India Raises Interest Rates More Than Estimates, Spurring Slide in Stocks
Comment of the Day

July 26 2011

Commentary by David Fuller

India Raises Interest Rates More Than Estimates, Spurring Slide in Stocks

Here is part of the opening from Bloomberg's report on the main story in Asia today:
India's central bank raised its benchmark interest rate more than forecast to quell the fastest inflation among major economies, spurring a slide in stocks and gain in the rupee.

The Reserve Bank of India increased the repurchase rate to 8 percent from 7.5 percent, it said in a statement in Mumbai today. None of the 22 economists surveyed by Bloomberg News predicted today's decision.

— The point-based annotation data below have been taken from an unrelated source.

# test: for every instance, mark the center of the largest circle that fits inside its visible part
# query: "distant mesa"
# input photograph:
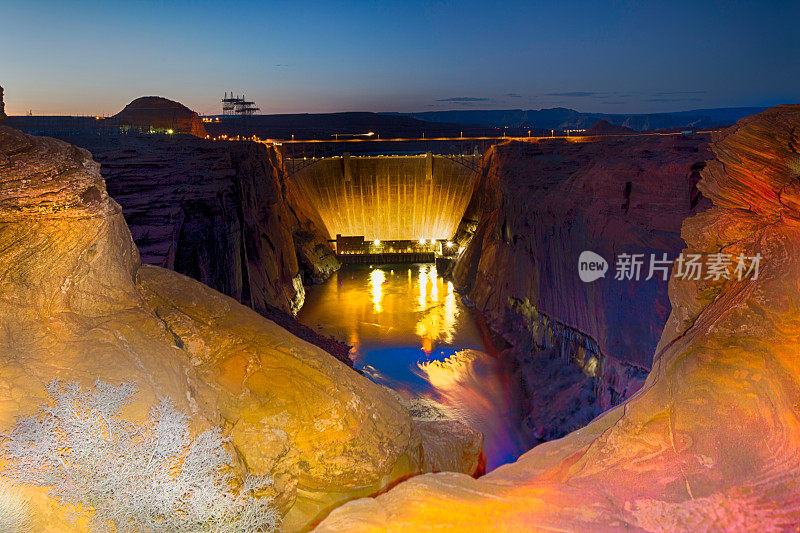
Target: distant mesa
(603, 127)
(154, 113)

Twenty estimated a quarter-point rise, while the remainder expected no change.

Governor Duvvuri Subbarao acted as the central bank elevated its inflation forecast for the year through March by 1 percentage point, to 7 percent. With rising rural wages and a lack of corporate investment growth straining capacity, India's price pressures mean it lacks the leeway in setting monetary policy afforded to counterparts in South Korea, Malaysia and Indonesia, which kept borrowing costs unchanged this month.

"Today's policy action will reinforce the point that in the absence of complementary policy responses on both demand and supply sides, stronger monetary policy actions are required," Subbarao said at a press conference in Mumbai today. "A change in stance will be motivated by signs of a sustainable downturn in inflation."

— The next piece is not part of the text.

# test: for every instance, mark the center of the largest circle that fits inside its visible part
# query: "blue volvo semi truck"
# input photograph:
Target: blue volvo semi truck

India's benchmark wholesale-price inflation, which quickened to 9.44 percent in June, may remain near 10 percent until November, according to HSBC Holdings Plc and Yes Bank Ltd. By comparison, consumer prices rose 6.7 percent in Brazil, 9.4 percent in Russia, 6.4 percent in China and 5 percent in South Africa.

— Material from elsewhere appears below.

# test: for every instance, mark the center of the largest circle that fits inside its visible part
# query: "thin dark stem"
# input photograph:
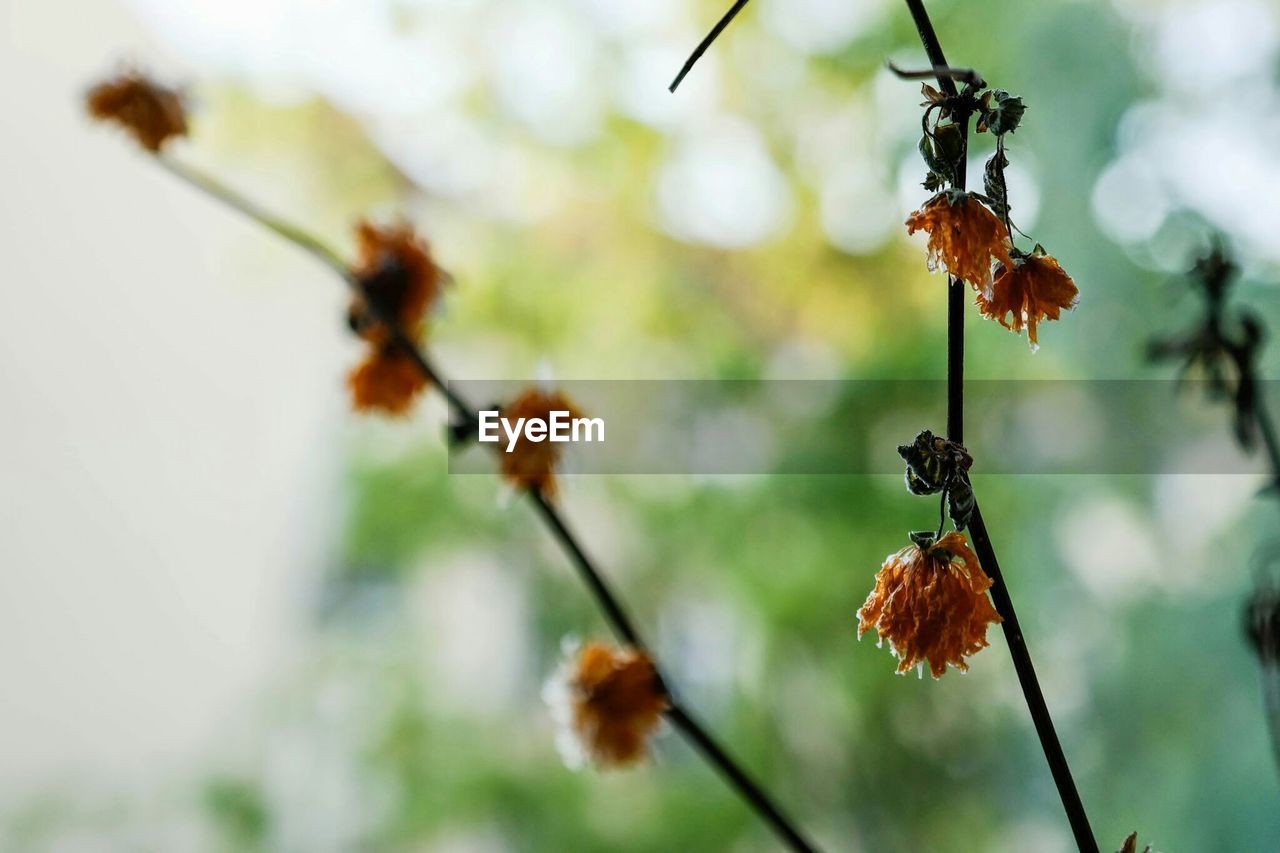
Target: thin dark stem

David Fuller's view Markets do not like unpleasant surprises and a larger than expected interest rate hike certainly qualifies. However, larger rate hikes almost invariably occur in the latter stages of a monetary tightening cycle.

We last saw this between June and August 2008, when the Reserve Bank of India raised its REPO rate (Bloomberg has yet to update this chart but the rate is now 8%) in two 50 basis points hikes taking it from 8% to 9%, where they stayed until the first in a series of sharp cuts commenced in October.

RBI governor Duvvuri Subbarao is unlikely to know where he will halt rate hikes, since this depends mainly on India's inflation, but he is likely to do what he considers necessary. This poses a near-term risk for India's stock market (weekly & daily). Foreign investors have been buying in recent months and would have been aware of upward pressure on rates. We may be about to find out if their nerve holds.

Personally, I am in for the long term and remain a likely buyer on weakness.